Why I love ….
Agatha Christie
The true endearing love of Agatha Christie novels is how the class system is ruthlessly employed. Servants are servants, common untrustworthy lazy and so on, the vicar is always middle aged, forgetful, mousy, the young man is always wild; ‘a bad hat’. And the main deceive is always superior and over bearing.
 |
Joan Hickson, TV's face of Miss Marple.
|
Does anything typify English culture better than Miss Marple and her village St Marymead? An evil gossiping old women who knows everything, the church being the only entertainment, the lord of the manor as either colonel or a ‘tycoon’ and a collection of all village stereotypes from the stupid westcountry maid to the tear away child.
The novels harken back to a time where people knew their place in society and anyone not called ‘Bunny’ or ‘Topper’ or without a knighthood was to be treated with suspicion and contempt. Her main detectives Hercule Poirot and Jane Marple are classic characters who treat almost everyone as stupid and common and always solve the case within the week.
The classic scene in an Agatha Christie novel is the grand finale exposition of the murder.
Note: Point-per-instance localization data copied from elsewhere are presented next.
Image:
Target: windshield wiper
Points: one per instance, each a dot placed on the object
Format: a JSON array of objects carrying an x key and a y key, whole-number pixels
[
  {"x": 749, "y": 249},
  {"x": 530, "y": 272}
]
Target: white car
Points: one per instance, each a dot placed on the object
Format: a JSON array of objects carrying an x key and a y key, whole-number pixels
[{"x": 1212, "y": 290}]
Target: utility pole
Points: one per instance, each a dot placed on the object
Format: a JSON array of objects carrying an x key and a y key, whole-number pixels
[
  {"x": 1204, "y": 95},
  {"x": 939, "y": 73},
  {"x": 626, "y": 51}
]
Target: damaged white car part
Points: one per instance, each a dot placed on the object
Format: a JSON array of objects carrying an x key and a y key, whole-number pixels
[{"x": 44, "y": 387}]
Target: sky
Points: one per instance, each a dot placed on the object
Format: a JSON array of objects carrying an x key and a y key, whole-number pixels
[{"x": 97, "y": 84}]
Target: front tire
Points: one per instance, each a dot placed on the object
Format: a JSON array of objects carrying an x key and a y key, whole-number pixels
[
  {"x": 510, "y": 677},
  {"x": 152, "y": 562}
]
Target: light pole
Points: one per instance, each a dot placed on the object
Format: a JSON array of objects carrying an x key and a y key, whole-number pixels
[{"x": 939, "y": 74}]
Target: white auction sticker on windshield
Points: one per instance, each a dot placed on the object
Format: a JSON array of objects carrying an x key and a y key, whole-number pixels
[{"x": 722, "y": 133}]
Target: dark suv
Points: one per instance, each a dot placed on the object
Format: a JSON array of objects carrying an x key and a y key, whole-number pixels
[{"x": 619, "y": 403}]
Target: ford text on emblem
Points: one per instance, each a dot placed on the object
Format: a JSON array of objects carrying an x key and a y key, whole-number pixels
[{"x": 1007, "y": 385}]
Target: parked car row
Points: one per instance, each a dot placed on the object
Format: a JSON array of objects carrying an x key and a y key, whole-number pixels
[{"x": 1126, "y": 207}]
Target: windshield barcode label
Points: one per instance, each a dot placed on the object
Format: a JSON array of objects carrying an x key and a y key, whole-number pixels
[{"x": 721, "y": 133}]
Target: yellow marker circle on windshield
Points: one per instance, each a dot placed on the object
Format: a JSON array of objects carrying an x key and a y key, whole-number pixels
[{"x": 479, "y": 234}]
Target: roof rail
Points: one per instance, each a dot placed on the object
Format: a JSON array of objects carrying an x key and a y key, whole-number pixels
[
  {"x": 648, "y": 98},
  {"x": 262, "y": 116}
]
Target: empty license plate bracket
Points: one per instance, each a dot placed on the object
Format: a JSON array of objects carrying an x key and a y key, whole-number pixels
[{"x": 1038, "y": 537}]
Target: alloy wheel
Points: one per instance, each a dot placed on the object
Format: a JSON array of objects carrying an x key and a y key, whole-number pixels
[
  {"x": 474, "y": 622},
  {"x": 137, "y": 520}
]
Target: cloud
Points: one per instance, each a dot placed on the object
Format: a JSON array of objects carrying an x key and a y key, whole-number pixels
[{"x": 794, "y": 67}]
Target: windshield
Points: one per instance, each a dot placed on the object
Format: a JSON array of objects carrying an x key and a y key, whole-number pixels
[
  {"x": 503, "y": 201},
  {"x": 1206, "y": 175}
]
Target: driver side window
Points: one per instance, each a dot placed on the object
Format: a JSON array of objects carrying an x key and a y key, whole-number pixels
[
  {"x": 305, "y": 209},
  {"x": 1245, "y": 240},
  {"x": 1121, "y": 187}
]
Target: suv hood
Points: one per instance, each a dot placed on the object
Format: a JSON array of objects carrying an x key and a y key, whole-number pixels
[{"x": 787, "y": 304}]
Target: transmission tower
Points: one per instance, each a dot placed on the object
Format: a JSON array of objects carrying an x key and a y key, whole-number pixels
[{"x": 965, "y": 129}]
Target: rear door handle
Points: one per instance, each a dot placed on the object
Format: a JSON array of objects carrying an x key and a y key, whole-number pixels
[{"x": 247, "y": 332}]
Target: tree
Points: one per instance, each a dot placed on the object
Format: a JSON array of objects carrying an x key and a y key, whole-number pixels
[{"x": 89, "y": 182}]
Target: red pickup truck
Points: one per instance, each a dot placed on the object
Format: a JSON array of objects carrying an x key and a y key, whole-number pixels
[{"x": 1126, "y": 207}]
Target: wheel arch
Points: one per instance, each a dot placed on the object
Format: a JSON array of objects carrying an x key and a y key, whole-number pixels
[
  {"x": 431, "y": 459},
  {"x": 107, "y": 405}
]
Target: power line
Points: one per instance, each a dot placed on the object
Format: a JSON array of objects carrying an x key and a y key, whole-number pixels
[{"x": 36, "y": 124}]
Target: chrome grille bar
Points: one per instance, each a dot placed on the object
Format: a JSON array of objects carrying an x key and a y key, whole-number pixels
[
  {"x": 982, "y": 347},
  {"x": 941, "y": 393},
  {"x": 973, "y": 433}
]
Rather than just saying ‘he did it and this is why…’ they always have a drawn out process where the detective goes through everyone in the room as possible murderer but ends on the actual one (who is always the least suspected and replies, ‘but you haven’t got a damn shred of proof’ then either accepts it like an offer of a cake or kills themselves).
In conclusion then Agatha Christie novels are great because they’re predictable. Same plot, same characters, same locations, same endings. They were written when toffs smashed working class filth and society was nice and peaceful, ah those were the days!
Classic Agatha Christie novels include ‘the murder of Roger Ackroyd’ (Poirot) and ‘the body in the library’ (Miss Marple).